Fifty-two patients diagnosed with idiopathic PD by clinicians of the Department of Movement Disorders at Beijing Tiantan Hospital (Beijing, China) completed this study. All participants provided written informed consent as approved by the Beijing Tiantan Hospital Institutional Review Board. The inclusion criteria were: (1) aged between 25 and 80 years, (2) clinically diagnosed with PD using the 2015 Movement Disorder Society diagnosis criteria [1], and (3) the ability to walk for 1 minute without ambulatory or personal assistance. The exclusion criteria were: (1) presence of other overt neurological diseases such as dementia or stroke; (2) orthopedic impairments, history or presence of ulceration, amputation, or other painful symptoms in the lower extremities associated with impairment in gait; (3) self-reported diabetes mellitus or cardiovascular disease that may further alter gait; (4) drug or alcohol abuse; or (5) inability to understand the study procedure.

Smartphone App

The app was designed for use on the iPhone iOS platform. The goal of the app was to recreate standard laboratory-based assessments of standing and walking for use in the laboratory, clinics, and other nonlaboratory remote environments. Here, we focused on the functionality of the app to measure gait in participants with PD. The full description of the app, as well as the validity and reliability of the gait assessment in healthy adults, has been previously reported [17]. The previous validation study demonstrated that the app and customized-designed analytic approach can effectively quantify the stride time and stride time variability of gait during both single- and dual-task walking conditions as accurately as gold-standard laboratory instrumentation. The app-based assessment starts with an animated movie that provides a general overview of the assessment (developed by Wondros Inc, Los Angeles, CA), followed by several on-screen text step-by-step instructions. After watching the animation and reading the text instructions, participants press “Begin” and are instructed to place the phone into the pocket of their pants or shorts. The phone speaker then provides voice instructions and cues, guiding the participant through a 45-second trial of single-task walking and dual-task walking at their preferred speed (Figure 1). The dual-task walking involved asking the users to perform a verbalized serial subtraction of threes from a randomly generated 3-digit starting number when walking at their preferred speed. A 30-second rest between each trial was provided. Trial start and end “beep” cues triggered acquisition of the accelerometer, gyroscope, and compass data to the phone’s internal storage capacity. These data were automatically uploaded via Wi-Fi or a cellular service to a cloud-based data server immediately following the test for offline analyses [17] (Figure 1).

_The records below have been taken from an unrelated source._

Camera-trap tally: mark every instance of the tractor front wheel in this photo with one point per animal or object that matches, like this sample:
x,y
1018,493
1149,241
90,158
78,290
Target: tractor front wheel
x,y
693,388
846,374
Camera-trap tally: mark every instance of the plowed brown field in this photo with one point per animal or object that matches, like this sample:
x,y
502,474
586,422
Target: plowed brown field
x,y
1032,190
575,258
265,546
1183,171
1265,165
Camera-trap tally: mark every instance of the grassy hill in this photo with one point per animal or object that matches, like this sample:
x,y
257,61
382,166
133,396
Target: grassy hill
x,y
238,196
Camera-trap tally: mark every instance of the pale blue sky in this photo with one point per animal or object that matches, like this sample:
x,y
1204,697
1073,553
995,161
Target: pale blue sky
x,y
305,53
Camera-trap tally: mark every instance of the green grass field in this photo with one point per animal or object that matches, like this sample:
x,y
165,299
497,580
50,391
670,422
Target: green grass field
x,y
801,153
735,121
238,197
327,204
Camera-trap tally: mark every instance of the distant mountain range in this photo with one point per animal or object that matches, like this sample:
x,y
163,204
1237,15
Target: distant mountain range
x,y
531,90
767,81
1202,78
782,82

Figure 1. Screenshots of the smartphone gait and balance assessment app. The app, consisting of automatic animated, text, and voice instructions to users can measure the standing balance, 6-minute walking, and 45-second single- and dual-task walking performance (A). Before the walking test starts, users must first watch a comprehensive animation to introduce the testing procedure (B). Then, users must read several screens of text instruction (C). After reading the instruction, they press “begin” (D) and place the phone into the pocket of their pants to initiate the test. They then complete the walking trials following voice cues (including the message shown in panel E and the random 3-digit number provided in the dual-task condition). After pressing “Done” (F), the motion data of walking captured by the smartphone are automatically uploaded to a cloud-based server for storage and offline analysis.
View this figure

Study Procedures

Setting and Design

All assessments were completed in the neurological clinics of Tiantan Hospital. All participants completed the tests in “medication-off” state, as defined by withholding their levodopa medication for at least 8 hours. The functional tests and clinical rating scales were completed before the walking assessment for all participants. Participants were given sufficient rest (at least 10 minutes) between each test to eliminate the effects of fatigue on test performance.

Walking Assessment

The walking assessment was completed along a straight 10-meter hallway of the hospital. Participants were instructed to wear comfortable shoes and pants or shorts with pockets. Each participant completed the app assessment twice, with each assessment entailing one trial of single-task walking and one trial of dual-task walking at the participant’s preferred speed. During each trial, participants were asked to walk down the 10-meter hallway, turn 180 degrees, and walk back to the start. Therefore, the total length of straight walking in each trial was 20 meters. The trial order was randomized within each pair of trials. Participants utilized the app instructions to initiate and complete each trial. Study personnel oversaw the safety of participants without providing specific instructions. To assess the validity of gait metrics derived from the app, the Mobility Lab system (APDM, Seattle, WA), a widely used gold-standard and commercialized system of gait measurement, was also used to assess gait kinematics of each trial (Figure 2) [8]. This system consisted of three sensors: one secured over the lumbar back and two others secured to the top of each foot with Velcro straps.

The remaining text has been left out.